藤子・F・不二雄藤子・F・不二雄さん本名、藤本弘。1933年12月1日、富山県生まれ。51年、『天使の玉ちゃん』でデビュー。安孫子素雄氏と2人で、“藤子不二雄”名義の作品を発表。87年にコンビ解消後、“藤子・F・不二雄”として児童漫画の新時代を築く。代表作は『ドラえもん』『オバケのQ太郎(共著)』『パーマン』などヒット作多数。

マンガ優秀賞

マンガ優秀賞残酷な神が支配する萩尾望都さん

残酷な神が支配する

あらすじ

 米国の高校生ジェルミの平和な生活は、母サンドラの再婚によって破られた。資産家の義父グレッグは、実子イアンの前では堂々たる英国紳士だったが、邪悪なサディストというもう一つの顔を持っていた。義父の奸計(かんけい)に落ち、エスカレートする性的虐待に追いつめられたジェルミの胸に、やがて暗い計画が芽生える。

受賞コメント

 驚いています。また、嬉(うれ)しく思います。私は小学校の頃から手塚マンガのファンで、マンガ家になろうと決心したのは、手塚治虫の『新選組』を読んで感動したからでした。ですから“手塚治虫”という名前のついた賞をいただいて、亡き手塚先生から励ましていただいたような気持ちです。
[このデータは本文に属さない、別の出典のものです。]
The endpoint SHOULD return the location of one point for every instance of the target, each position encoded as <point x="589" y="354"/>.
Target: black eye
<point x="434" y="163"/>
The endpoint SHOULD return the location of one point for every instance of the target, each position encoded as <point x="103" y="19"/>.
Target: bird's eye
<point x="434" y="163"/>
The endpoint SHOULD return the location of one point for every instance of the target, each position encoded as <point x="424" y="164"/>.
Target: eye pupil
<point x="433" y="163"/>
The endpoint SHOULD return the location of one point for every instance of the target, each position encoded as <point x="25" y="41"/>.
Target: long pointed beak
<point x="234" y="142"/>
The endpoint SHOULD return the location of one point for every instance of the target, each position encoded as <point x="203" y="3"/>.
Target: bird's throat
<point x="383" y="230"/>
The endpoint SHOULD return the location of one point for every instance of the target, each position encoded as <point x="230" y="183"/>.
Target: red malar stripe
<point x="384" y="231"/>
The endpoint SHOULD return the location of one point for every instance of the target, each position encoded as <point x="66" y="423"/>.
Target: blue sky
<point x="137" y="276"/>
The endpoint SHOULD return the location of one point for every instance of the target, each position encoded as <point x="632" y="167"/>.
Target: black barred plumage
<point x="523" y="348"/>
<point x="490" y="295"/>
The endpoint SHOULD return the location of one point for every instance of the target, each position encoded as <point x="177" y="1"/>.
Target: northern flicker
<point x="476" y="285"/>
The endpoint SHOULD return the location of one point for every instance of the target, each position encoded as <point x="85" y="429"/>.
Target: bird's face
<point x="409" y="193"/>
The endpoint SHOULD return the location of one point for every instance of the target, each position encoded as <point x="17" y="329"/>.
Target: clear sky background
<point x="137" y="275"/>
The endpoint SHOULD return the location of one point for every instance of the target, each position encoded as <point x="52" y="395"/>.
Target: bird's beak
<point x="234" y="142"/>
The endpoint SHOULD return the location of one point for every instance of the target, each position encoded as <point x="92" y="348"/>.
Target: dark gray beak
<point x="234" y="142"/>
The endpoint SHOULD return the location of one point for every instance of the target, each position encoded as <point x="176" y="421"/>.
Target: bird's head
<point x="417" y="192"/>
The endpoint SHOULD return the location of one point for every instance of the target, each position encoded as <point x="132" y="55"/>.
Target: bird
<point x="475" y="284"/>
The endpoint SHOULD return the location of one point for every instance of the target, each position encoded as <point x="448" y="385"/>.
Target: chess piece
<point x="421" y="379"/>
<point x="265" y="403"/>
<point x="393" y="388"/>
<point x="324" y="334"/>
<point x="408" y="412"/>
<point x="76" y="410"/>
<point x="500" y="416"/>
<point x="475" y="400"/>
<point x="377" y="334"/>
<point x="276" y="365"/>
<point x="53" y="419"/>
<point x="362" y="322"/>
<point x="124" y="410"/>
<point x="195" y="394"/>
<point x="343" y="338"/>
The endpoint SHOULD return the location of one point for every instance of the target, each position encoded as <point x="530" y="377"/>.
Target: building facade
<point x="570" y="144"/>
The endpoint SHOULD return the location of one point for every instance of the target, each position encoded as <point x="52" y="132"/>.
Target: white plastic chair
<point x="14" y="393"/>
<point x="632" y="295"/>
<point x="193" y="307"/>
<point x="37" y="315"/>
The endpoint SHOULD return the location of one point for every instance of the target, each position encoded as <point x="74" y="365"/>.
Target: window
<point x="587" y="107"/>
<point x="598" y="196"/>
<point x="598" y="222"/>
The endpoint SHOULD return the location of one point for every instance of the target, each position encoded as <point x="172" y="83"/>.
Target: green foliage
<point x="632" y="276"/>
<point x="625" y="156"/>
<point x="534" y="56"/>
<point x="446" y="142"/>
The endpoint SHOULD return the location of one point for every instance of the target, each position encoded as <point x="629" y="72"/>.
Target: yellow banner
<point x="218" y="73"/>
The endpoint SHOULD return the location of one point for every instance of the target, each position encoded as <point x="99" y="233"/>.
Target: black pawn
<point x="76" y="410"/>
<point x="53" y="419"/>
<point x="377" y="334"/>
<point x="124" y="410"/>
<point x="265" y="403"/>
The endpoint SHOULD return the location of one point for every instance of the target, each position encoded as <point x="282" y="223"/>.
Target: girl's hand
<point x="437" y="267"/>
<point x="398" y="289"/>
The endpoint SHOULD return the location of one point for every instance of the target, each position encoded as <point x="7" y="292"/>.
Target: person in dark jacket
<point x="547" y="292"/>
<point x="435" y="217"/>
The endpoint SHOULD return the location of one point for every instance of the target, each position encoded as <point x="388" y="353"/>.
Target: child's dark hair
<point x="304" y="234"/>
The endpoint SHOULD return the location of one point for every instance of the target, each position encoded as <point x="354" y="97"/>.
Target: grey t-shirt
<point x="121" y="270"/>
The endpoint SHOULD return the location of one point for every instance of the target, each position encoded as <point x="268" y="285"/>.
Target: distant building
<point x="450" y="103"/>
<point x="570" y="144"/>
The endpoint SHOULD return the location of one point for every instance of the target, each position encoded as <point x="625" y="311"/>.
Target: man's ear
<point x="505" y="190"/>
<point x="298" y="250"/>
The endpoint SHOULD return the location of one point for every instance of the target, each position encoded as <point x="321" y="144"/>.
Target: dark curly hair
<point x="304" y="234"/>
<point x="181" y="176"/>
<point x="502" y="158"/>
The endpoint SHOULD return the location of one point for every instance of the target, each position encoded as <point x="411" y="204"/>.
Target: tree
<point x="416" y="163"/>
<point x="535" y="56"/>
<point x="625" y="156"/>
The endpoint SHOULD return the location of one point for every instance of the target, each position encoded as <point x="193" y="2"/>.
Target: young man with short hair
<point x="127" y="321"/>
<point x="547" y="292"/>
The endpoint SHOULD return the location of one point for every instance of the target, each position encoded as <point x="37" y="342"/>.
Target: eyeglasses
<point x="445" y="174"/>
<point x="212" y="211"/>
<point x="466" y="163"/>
 マンガ優秀賞をいただいた『残酷な神が支配する』は、小学館の「プチフラワー」誌に連載中のもので、これから終章へ向けてのまとめに入ります。なんとかうまく完結させたいと思っています。

 長期の連載なのですが、この作品を発表する場をくださった、プチフラワー誌の山本順也編集長に、また、さまざまな形でこの作品に協力していただいたかたがたに、心からお礼をのべたいと思います。作品を読んでくださった読者のかたがたにも、どうも、ありがとうございました。完結までもうすこし、おつきあい下さい。

(1997年の贈賞式小冊子から)

作者に聞く

 受賞のお知らせをいただいた時、「エエーッ、どうしよう、連載途中なのに」って思いました。このマンガは最初、特急列車のつもりで始めたのですが、描いてみると登場人物が細かく動き、各駅停車の展開になってしまって。先の長さ、私にもよく読めないんです。
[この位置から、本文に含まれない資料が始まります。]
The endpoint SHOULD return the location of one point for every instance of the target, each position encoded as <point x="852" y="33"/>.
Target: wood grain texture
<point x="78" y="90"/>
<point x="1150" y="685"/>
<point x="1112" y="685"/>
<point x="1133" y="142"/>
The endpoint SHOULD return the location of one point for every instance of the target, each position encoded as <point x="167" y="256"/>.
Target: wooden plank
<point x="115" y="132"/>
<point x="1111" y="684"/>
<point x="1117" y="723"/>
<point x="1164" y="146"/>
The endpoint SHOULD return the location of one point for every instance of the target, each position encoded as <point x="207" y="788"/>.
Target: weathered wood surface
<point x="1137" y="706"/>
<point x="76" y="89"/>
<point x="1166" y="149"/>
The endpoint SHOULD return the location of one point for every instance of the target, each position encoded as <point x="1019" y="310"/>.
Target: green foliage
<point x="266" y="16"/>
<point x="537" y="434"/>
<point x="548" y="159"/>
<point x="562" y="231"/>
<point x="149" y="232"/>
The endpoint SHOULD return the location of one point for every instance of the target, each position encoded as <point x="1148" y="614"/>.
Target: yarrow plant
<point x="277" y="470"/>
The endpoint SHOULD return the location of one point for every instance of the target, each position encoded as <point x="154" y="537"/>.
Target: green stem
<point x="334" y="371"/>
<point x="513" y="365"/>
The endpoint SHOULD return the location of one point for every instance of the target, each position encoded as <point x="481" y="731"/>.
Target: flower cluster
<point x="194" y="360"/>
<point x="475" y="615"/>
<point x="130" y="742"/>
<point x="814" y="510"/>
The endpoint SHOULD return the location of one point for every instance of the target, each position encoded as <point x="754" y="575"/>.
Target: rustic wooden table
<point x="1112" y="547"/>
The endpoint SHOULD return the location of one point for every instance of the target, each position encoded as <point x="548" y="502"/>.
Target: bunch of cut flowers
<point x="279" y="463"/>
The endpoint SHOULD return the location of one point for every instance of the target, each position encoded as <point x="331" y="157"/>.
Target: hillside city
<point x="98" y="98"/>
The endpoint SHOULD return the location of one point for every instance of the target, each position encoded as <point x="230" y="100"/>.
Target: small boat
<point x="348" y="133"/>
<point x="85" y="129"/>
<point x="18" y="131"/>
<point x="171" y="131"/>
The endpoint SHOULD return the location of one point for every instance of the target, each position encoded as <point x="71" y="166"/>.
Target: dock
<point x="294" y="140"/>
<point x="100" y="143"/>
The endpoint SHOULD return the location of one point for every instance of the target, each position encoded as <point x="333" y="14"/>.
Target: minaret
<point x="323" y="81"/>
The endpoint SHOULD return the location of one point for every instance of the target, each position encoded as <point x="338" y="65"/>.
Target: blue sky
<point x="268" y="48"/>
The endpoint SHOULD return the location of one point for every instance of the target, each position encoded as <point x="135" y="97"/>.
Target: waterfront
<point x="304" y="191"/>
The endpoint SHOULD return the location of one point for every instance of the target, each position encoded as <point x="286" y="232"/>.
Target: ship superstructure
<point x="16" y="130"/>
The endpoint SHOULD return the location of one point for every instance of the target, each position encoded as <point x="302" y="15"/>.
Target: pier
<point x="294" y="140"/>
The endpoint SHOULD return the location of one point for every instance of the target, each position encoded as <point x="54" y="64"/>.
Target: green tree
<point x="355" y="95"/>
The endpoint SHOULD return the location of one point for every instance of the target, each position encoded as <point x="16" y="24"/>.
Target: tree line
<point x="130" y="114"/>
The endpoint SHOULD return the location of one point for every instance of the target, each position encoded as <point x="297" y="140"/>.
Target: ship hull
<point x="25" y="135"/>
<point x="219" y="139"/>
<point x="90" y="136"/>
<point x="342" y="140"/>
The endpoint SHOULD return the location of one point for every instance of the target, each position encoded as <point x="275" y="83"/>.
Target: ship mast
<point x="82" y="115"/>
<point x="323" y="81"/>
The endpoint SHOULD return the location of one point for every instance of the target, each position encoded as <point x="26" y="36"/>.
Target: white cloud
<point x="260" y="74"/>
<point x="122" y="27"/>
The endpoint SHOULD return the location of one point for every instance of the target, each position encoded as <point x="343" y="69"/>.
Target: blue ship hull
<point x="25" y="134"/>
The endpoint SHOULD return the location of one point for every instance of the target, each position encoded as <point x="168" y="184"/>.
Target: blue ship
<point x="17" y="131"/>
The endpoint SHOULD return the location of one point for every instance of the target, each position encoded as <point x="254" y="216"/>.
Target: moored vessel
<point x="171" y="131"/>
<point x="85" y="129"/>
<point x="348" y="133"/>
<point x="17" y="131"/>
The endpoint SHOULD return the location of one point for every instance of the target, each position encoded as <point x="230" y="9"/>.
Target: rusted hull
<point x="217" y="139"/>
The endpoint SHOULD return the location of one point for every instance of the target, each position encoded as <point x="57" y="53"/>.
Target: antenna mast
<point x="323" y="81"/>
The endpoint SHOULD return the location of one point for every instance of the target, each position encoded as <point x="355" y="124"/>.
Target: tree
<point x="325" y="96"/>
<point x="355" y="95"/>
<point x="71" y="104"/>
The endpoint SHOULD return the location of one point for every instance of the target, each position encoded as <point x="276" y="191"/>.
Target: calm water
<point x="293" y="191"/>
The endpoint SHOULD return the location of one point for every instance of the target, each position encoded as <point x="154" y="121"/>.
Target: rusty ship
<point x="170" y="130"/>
 実は、私がプロのマンガ家になりたいと思ったのは、手塚先生の「新選組」を読んだことが直接のきっかけなんです。新選組隊士が、敵方のスパイと分かった親友を切らざるを得ない状況に追い込まれていくストーリー。主人公は解答のない葛藤(かっとう)の中で苦しむ。その緊張感と緊迫感に、ガーンとショックを受けた。本当に、一週間くらい「新選組」のことばかり考えていました。そして、自分もだれかを「ガーン」とさせるマンガをかいてみたい、と。

 ええ、そういう葛藤は自分の中にもある。「残酷な神が支配する」や「イグアナの娘」は二十代後半に心理学に興味を持ってしまい、それで生まれた作品ですけれど、心理学に引かれたそもそものきっかけは、自分と親との考え方のギャップにつまずいたことなんです。
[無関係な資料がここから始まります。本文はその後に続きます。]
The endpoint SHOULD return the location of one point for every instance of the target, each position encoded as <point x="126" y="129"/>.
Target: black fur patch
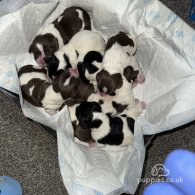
<point x="130" y="74"/>
<point x="77" y="53"/>
<point x="91" y="68"/>
<point x="81" y="69"/>
<point x="131" y="122"/>
<point x="66" y="58"/>
<point x="92" y="56"/>
<point x="29" y="68"/>
<point x="119" y="107"/>
<point x="84" y="113"/>
<point x="96" y="123"/>
<point x="52" y="65"/>
<point x="121" y="38"/>
<point x="101" y="101"/>
<point x="115" y="136"/>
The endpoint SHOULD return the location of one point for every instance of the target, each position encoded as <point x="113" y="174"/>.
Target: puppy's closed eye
<point x="130" y="74"/>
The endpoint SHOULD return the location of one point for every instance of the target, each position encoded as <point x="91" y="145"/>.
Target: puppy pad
<point x="166" y="54"/>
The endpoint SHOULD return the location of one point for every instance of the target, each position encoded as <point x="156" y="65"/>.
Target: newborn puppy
<point x="69" y="55"/>
<point x="39" y="92"/>
<point x="55" y="35"/>
<point x="90" y="66"/>
<point x="105" y="130"/>
<point x="118" y="57"/>
<point x="119" y="98"/>
<point x="83" y="135"/>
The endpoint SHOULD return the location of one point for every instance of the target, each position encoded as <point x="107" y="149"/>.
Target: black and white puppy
<point x="84" y="135"/>
<point x="90" y="66"/>
<point x="105" y="129"/>
<point x="116" y="62"/>
<point x="74" y="52"/>
<point x="53" y="36"/>
<point x="37" y="90"/>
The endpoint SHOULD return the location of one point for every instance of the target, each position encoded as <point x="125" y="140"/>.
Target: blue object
<point x="181" y="164"/>
<point x="9" y="186"/>
<point x="192" y="11"/>
<point x="162" y="189"/>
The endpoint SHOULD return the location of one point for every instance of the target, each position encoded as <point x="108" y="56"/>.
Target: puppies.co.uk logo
<point x="160" y="173"/>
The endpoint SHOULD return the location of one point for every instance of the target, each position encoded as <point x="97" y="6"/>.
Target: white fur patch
<point x="52" y="100"/>
<point x="66" y="83"/>
<point x="31" y="90"/>
<point x="104" y="129"/>
<point x="60" y="18"/>
<point x="52" y="30"/>
<point x="82" y="42"/>
<point x="40" y="47"/>
<point x="26" y="77"/>
<point x="80" y="13"/>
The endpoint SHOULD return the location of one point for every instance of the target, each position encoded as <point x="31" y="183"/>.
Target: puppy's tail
<point x="148" y="34"/>
<point x="135" y="110"/>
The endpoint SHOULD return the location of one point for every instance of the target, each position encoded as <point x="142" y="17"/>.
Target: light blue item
<point x="192" y="11"/>
<point x="181" y="164"/>
<point x="162" y="189"/>
<point x="9" y="186"/>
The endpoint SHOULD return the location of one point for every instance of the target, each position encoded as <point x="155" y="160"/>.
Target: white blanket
<point x="166" y="53"/>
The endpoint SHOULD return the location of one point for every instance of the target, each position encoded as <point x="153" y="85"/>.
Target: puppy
<point x="68" y="56"/>
<point x="55" y="35"/>
<point x="105" y="129"/>
<point x="39" y="92"/>
<point x="117" y="59"/>
<point x="90" y="66"/>
<point x="83" y="135"/>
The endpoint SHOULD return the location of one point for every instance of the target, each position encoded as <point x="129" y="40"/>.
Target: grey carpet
<point x="27" y="153"/>
<point x="30" y="155"/>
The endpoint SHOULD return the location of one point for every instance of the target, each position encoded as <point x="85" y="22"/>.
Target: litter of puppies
<point x="92" y="76"/>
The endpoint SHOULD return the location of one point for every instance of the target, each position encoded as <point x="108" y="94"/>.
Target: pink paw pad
<point x="140" y="78"/>
<point x="143" y="104"/>
<point x="93" y="145"/>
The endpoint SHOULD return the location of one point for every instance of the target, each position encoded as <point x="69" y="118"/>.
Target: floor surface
<point x="30" y="155"/>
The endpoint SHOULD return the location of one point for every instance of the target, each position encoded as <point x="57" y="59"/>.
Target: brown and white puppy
<point x="71" y="54"/>
<point x="90" y="66"/>
<point x="119" y="98"/>
<point x="55" y="35"/>
<point x="84" y="135"/>
<point x="105" y="129"/>
<point x="118" y="57"/>
<point x="39" y="92"/>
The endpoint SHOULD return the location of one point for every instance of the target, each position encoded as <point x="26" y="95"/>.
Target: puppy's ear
<point x="101" y="74"/>
<point x="96" y="107"/>
<point x="55" y="44"/>
<point x="31" y="48"/>
<point x="53" y="60"/>
<point x="131" y="122"/>
<point x="96" y="123"/>
<point x="47" y="59"/>
<point x="130" y="74"/>
<point x="81" y="66"/>
<point x="117" y="78"/>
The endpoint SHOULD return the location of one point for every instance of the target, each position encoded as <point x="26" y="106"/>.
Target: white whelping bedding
<point x="166" y="54"/>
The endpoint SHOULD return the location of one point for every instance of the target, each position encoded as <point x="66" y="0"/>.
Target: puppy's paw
<point x="140" y="78"/>
<point x="141" y="104"/>
<point x="134" y="84"/>
<point x="93" y="145"/>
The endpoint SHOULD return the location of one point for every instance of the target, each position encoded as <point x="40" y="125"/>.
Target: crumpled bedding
<point x="166" y="54"/>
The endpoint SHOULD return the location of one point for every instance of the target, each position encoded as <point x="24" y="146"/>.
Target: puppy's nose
<point x="47" y="59"/>
<point x="74" y="72"/>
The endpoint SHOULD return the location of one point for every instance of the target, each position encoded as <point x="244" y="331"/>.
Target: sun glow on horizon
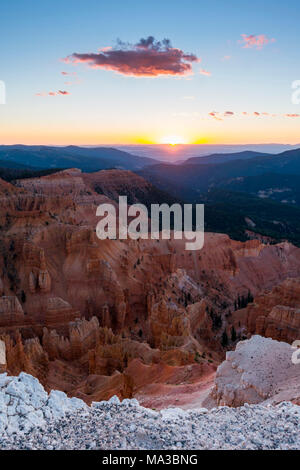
<point x="173" y="140"/>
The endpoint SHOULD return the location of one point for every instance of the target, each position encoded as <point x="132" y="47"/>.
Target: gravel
<point x="32" y="419"/>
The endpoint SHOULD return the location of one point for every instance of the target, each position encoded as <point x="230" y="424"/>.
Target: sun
<point x="173" y="140"/>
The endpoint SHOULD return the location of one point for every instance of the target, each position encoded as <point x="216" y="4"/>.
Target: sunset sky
<point x="129" y="72"/>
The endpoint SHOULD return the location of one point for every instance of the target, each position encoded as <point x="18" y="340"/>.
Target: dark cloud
<point x="147" y="58"/>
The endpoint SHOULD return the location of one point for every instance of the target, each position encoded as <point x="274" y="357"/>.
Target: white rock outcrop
<point x="24" y="404"/>
<point x="259" y="370"/>
<point x="2" y="354"/>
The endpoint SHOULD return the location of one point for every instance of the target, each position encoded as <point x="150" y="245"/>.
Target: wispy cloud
<point x="53" y="93"/>
<point x="253" y="41"/>
<point x="147" y="58"/>
<point x="205" y="72"/>
<point x="250" y="114"/>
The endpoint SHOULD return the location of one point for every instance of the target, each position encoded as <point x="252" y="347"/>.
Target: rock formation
<point x="259" y="370"/>
<point x="97" y="318"/>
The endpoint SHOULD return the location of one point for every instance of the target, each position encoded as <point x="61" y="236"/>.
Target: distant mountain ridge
<point x="87" y="159"/>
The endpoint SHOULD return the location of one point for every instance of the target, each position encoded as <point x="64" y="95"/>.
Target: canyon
<point x="146" y="318"/>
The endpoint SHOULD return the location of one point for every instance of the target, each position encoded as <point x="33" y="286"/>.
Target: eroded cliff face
<point x="134" y="318"/>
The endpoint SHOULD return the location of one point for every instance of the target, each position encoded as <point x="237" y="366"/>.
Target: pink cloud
<point x="68" y="73"/>
<point x="147" y="58"/>
<point x="253" y="41"/>
<point x="53" y="93"/>
<point x="215" y="115"/>
<point x="205" y="72"/>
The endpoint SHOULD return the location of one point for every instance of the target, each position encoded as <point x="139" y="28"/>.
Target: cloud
<point x="252" y="41"/>
<point x="68" y="73"/>
<point x="53" y="93"/>
<point x="205" y="72"/>
<point x="147" y="58"/>
<point x="215" y="115"/>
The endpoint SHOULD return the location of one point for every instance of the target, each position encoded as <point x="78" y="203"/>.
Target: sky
<point x="134" y="72"/>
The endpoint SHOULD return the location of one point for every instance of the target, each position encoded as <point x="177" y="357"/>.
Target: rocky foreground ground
<point x="32" y="419"/>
 私たちは男女平等であるとか、戦後教育の洗礼を受けて育った世代でしょう。両親は「女はこうあるべきだ」という社会的制約を当たり前として生きている人たちでしたから。分かってもらうとか、そういうレベルじゃないんですね。ギャップを埋めようとすればするほど外れていく。

 そんなことで、心理学の本を読んでいくうち、子どもの虐待の問題にぶつかって。理不尽な暴力に遭った心をどうやって救うか、どうすれば自分の人生を納得できるか。このマンガの登場人物たちもその難問の中にいる。ジェルミやイアンが自分の人生を受け止められるのか。簡単には答えの出ない問題なんですよ。

 ですが、そういう、どちらとも選択しがたい堂々めぐりの状態を自分の手で設定していくのが、きっと私は好きなんでしょうね。グレッグですか? 実をいうと作者としては、描いてて楽しい人物でしたね。

(1997年6月3日付、朝日新聞朝刊)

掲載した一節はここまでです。